All this is revolutionary and is meant to be. It’s the fulfillment of a dream that conservatives in America have had for a long, long time. They have long believed in state’s rights and in the federal government being a monster not envisioned by the founders. This Extreme Court is simply finally making good on the conservative dream to enshrine those beliefs in law.
And, btw, as with the various parallel attempted coups undertaken by Trump and his team (there were several of these), this has all been discussed on Steve Bannon’s War Room Pandemic podcast (or whatever he is calling his show; I have read that he doesn’t like his podcast being called a podcast; perhaps the term doesn’t sufficiently match his delusions of grandeur). Bannon recently devoted much of whatever his program is (podcast? cuckoo coup lollapalooza?) to this very topic–the ways in which work is underway to completely “dismantle the administrative state.”

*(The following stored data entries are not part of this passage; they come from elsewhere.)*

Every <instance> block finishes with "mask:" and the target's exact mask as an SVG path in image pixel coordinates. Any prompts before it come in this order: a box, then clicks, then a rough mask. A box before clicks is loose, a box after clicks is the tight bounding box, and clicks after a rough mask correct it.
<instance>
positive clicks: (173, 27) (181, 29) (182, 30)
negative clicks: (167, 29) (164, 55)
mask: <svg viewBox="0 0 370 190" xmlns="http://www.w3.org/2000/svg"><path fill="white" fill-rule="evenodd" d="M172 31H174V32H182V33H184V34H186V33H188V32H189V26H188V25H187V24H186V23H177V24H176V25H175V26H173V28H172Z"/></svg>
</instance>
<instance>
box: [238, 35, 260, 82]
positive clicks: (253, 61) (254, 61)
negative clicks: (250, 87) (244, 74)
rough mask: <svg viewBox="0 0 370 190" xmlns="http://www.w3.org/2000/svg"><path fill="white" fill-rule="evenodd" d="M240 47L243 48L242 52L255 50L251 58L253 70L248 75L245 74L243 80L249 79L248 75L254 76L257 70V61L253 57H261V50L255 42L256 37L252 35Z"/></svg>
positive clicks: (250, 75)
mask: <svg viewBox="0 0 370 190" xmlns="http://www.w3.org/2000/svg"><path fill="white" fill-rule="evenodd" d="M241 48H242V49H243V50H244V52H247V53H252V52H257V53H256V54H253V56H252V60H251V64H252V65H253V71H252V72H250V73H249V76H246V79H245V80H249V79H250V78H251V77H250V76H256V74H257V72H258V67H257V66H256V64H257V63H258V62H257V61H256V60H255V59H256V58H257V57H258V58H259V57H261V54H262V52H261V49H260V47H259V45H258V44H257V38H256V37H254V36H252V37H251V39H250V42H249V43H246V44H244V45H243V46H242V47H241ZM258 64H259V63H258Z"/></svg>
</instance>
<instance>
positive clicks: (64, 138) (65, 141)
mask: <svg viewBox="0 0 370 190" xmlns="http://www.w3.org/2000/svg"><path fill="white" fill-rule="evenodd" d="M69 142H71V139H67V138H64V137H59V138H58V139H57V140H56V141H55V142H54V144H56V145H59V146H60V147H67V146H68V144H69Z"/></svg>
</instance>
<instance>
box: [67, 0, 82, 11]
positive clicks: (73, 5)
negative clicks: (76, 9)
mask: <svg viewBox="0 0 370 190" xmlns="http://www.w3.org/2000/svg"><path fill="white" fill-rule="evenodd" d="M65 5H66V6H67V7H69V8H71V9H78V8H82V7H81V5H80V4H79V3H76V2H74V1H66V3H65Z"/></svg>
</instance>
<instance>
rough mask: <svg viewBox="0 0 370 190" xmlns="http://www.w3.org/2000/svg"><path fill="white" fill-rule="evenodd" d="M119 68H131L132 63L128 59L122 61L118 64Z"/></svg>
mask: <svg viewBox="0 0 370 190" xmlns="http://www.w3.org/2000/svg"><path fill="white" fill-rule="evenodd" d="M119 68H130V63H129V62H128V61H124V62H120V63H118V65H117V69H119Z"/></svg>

Again, conservatives have been making these arguments for a very, very long time. Now, after a century of arguing that our expansive federal government is illegitimate, they finally have a supermajority on the court that agrees with them. The nationalist, fundamentalist supermajority on the Court sees the current program to shrink and drown the federal government as returning government in the U.S. to its original principles after a long period in which it veered off into weirdness never conceived of by the founders. THAT’S NOT a new argument. The conservative legal scholar James Q. Wilson, for example, spent much of his life making it. Our Original Sin, politically, according to Conservatives, was the expansion of federal government via an over-generous interpretation of the Interstate Commerce clause, Article 1, Section 8, Clause 3 of the U.S. Constitution, which gives Congress the power “to regulate commerce with foreign nations, and among the several states, and with the Indian tribes.” Thus we find the feds involved in matters as diverse as regulation of tobacco and food and wetlands and emissions.
Know your enemy, folks. Understand what the conservative beef is. And don’t underestimate them or it.
In short, this Court is in the process of establishing precedents that amount to a legal revolution that returns U.S. government, they believe, to what as envisioned by the founders: independent state governments in loose federation. So, the Extreme Court will claim to be reaffirming precedents, but ones from long, long ago, before the courts derailed and created a huge federal government that can have its hands in everything, from marriage law to regulation of tobacco and wetlands.
Those of you old enough to remember the Civil Rights Movement of the 1960s will understand what I mean when I say that this could most appropriately be designated The Nullification Court.
Again, and in summary, this court plans to reduce, dramatically, the scope and power of the federal government and place power over many matters back into the hands of state governments, many of which will function as small, independent theocratic states with the court’s imprimatur and blessing. The folks at The National Review and The Wall Street Journal and The American Enterprise Institute, who are hip to this, can barely contain their glee.
This is the disaster that Trump has wrought. But it’s too complicated for Americans to follow. They are too busy thinking about the next Spiderman movie or Elon Musk sex life tabloid release. So, the fascist revolution will happen here while no one was paying any attention.